In the market of concrete sealers, there are a number of different options available to you. There are offerings such as surface-level sealers, such as acrylic sealers, epoxies, or polyaspartics and urethanes. Then, there are the penetrating variety of sealer, such as silicates, whose carriers can range from sodium to lithium. While it may be confusing to determine the difference between a silicate and a silane/siloxane, for example, the differences are not all that esoteric.
For instance, we shall consider a silicate versus a silane/siloxane. A silicate is a penetrating sealer made up of small particles of sealant. These small silicate particles are suspended in a sodium or lithium carrier that helps transport the particles past the surface pores of the concrete. The water or solvent which the silicate sealer is based in will simply allow the particles of silicate and sodium/lithium to be spread on the surface – from there, the water will evaporate and the solvent will become part of the concrete.
Once within the concrete, the silicate particles will pass through the vast network of miniscule hairline cracks and microscopic pores natural to every piece of concrete. Part of what makes concrete such a strong material is the build-up of calcium silicate hydrate. Silicate sealers react chemically with minerals present within the concrete to create more CSH, which makes the concrete stronger while simultaneously blocking out the passage of water, salts, and gases through the concrete.
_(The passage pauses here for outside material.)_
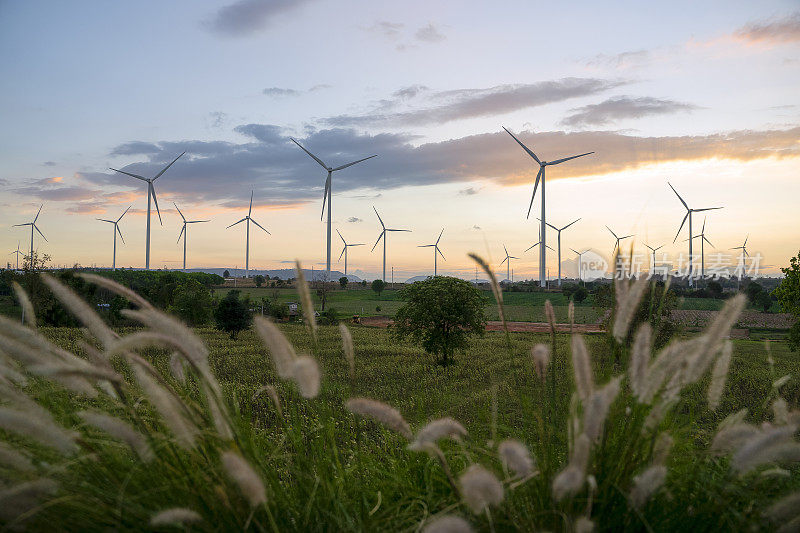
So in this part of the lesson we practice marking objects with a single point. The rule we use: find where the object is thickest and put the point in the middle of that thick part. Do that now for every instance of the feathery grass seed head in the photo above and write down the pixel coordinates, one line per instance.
(383, 413)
Silane/siloxanes, while also a comprehensive type of concrete sealer, work a little differently. While the silane particles penetrate within the concrete, they do not react chemically to densify the concrete. Instead, the silane and siloxane particles will work in concert to create a hydrophobic barrier that will block out water and moisture. The larger particles of siloxane will remain on the surface of the concrete to provide the brunt of this barrier, while the silane particles will complement the barrier, reinforcing it to make it stronger.
As the silane/siloxane sealers feature larger particles, they are better suited for such concrete surfaces as cinderblocks, concrete blocks, and bricks – the more porous materials to which you cannot apply silicates. Both sealers are excellent choices for projects that require their particular strengths, but just make sure to do the requisite research to determine which your project needs.